Key Facts:
- Published online in Pilot and Feasibility Studies on 4 June 2026.
- First formal published study of The Richards Trauma Process (TRTP).
- Australian before-after single-arm feasibility trial with no control group.
- 23 of 40 eligible new clients consented and commenced TRTP; 20 completed therapy and one-month follow-up.
- Treatment completers averaged about six hours of therapy.
- Findings support a larger controlled trial, not proof of efficacy.
Recent global data are intensifying pressure on mental-health systems and raising a harder question: are promising additional therapy options being tested rigorously enough alongside established care?
A newly published Australian feasibility study is now being cited as one example of why that question matters. The study examined The Richards Trauma Process (TRTP), a brief trauma-focused psychotherapy, and concluded that a larger controlled trial is warranted.

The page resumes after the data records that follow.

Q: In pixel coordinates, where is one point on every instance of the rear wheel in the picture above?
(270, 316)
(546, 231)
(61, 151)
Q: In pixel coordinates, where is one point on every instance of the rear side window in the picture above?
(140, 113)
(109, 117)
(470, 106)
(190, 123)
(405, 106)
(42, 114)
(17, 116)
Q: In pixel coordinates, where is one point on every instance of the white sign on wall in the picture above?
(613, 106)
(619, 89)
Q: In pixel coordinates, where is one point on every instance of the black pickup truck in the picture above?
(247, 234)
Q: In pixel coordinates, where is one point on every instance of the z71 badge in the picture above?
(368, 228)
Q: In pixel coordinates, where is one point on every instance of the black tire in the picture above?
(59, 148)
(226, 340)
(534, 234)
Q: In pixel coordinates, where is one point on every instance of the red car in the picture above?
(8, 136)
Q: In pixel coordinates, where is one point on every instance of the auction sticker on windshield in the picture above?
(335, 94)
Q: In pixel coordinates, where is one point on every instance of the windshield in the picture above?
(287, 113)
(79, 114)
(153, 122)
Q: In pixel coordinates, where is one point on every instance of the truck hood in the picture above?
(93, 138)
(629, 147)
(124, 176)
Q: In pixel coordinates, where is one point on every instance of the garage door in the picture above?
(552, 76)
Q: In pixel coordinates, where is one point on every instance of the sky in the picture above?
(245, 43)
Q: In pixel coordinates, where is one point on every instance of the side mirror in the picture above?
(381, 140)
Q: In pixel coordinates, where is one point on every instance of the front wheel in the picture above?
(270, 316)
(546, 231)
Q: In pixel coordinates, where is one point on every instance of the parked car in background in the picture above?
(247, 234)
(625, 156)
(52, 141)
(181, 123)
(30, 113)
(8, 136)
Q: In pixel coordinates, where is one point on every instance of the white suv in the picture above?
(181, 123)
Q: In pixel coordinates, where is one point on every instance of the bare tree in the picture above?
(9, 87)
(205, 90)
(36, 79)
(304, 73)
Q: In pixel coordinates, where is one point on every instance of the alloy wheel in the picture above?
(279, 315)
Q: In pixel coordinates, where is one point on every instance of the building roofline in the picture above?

In the study, 23 of 40 eligible new adult clients commenced TRTP, 20 completed therapy and one-month follow-up, and participants who completed therapy averaged 3.2 sessions or about 6.1 hours of treatment. Among those 20 completers, 18 showed clinically meaningful improvement and no clinically meaningful deterioration was reported in the paired outcome data.
Researchers said the findings should be interpreted carefully. The study was a before-after single-arm feasibility trial, with no randomisation and no control group, so it does not establish that TRTP caused the observed improvements.
Even so, the study found recruitment and retention were feasible, data collection worked in a community setting, and the intervention appeared acceptable and safe in this pilot sample. Eleven of 15 feasibility criteria were met, and the study concluded that a larger definitive trial would be warranted.
Dr Petrina Barson said the broader story was not that one early pilot had solved mental health, but that rising burden should sharpen the case for testing promising additional options properly and transparently.
"Our study suggests TRTP is feasible to study in a community setting and that larger controlled trials are warranted, but it is not proof of efficacy," Dr Barson said.
Judith Richards said TRTP was created from lived experience and had been used in practice for years, but that what matters now is disciplined research rather than hype.
"People deserve to understand what a therapy may help, what it may not, and what still needs to be tested," Ms Richards said.
The broader message is not to abandon existing evidence-based care. It is to do more disciplined research on what else may help.